The experience led her to bring a new restaurant to Cape Girardeau — Trio — which will open this summer with a menu entirely free of animal products to provide area residents a plant-based option for dining out.
She said she’d adopted her own plants-only diet assuming it would mean a significant restriction, but said she found instead a veritable cornucopia of new plant-based options.
“People think plant-based eating is very limited but nothing could be further from the truth,” she said. “As opposed to [conventional diets based on] the six animals we eat.”
Her new restaurant will be at 1027 Broadway in a space previously occupied by Dexter Queen barbecue. It will offer a mix of “comfort foods” and traditional healthy options, Schumpert said.
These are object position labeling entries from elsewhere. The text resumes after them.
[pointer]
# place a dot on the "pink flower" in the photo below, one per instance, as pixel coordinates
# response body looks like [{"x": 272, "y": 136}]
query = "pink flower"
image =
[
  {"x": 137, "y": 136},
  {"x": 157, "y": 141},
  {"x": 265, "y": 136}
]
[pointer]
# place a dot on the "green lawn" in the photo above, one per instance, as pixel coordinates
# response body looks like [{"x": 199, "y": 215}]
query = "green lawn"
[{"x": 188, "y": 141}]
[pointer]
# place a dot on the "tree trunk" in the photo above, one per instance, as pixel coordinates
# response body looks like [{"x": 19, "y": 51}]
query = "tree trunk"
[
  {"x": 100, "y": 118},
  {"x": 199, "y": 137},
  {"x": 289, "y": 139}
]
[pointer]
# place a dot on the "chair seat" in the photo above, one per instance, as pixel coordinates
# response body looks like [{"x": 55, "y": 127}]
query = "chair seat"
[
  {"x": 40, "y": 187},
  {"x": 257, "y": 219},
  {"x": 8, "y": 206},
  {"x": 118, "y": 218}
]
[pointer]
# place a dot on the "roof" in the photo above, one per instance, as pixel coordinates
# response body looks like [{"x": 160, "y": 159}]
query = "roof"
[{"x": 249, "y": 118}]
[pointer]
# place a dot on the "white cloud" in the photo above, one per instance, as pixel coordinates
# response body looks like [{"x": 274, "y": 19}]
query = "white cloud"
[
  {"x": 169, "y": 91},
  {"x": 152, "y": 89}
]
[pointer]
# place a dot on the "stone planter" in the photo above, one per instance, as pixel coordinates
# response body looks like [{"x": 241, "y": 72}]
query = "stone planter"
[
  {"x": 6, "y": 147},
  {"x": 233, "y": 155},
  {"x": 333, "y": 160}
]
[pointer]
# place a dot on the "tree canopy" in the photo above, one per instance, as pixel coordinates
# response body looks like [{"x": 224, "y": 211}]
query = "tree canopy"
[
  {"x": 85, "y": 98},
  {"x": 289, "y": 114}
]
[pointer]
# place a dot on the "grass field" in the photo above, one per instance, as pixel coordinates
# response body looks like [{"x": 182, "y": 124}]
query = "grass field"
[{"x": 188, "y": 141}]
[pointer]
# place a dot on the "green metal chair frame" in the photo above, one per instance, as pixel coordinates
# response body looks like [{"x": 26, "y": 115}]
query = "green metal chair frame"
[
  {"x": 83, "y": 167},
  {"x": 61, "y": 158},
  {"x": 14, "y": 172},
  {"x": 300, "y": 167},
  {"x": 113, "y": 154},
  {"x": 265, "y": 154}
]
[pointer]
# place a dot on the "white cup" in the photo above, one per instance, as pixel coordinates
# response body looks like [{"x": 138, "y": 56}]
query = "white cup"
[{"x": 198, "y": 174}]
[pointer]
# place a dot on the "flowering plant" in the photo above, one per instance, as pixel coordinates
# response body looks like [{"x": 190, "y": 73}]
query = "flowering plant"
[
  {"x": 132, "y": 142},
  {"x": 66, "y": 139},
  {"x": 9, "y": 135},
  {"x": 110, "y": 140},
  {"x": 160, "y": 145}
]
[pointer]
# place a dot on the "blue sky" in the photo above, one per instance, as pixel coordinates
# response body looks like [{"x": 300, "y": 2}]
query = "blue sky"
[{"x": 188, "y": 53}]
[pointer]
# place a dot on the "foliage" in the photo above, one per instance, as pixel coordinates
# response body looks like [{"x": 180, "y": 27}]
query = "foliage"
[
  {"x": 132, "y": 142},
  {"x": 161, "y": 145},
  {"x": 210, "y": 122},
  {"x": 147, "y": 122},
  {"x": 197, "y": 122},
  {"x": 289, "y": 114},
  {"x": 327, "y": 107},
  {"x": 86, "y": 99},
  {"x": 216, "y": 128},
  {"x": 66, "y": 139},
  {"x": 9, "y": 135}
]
“It’s going to be the food people already like, just plant-based,” she said.
That, she said, is where much of the creativity of plant-based cooking comes in: using cauliflower instead of chicken for buffalo wings or cooking up spicy Thai chili.
“We still have cheese,” she said. “It’s just not dairy cheese. It’ll be coconut, cashew or almond-based.”
Or, in the case of barbecue sandwiches, she said her cooks are able to substitute pulled pork with specially-prepared jackfruit. The one thing that won’t be on the menu, she said, is a veggie burger. Everyone does them, she said, even Burger King.
“It seems like they’re everywhere,” she said. “People are sick of veggie burgers in general. So we’re trying to offer something that you’re not going to find plant-based somewhere else.”
The restaurant’s appeal, she said, will hopefully extend far beyond the vegetarian crowd as well.
“We want the general public to come in and enjoy themselves, not just people who are already eating plant-based diets,” she said. “Some of the general public are already eating plant-based meals once or twice a week.”
That partial adoption of plant-based eating, she said, has been a growing trend in recent years.
“I would have thought someone would have done it by now,” she said of the idea of starting a plant-based restaurant in Cape Girardeau. “So we just decided to take it in our own hands.”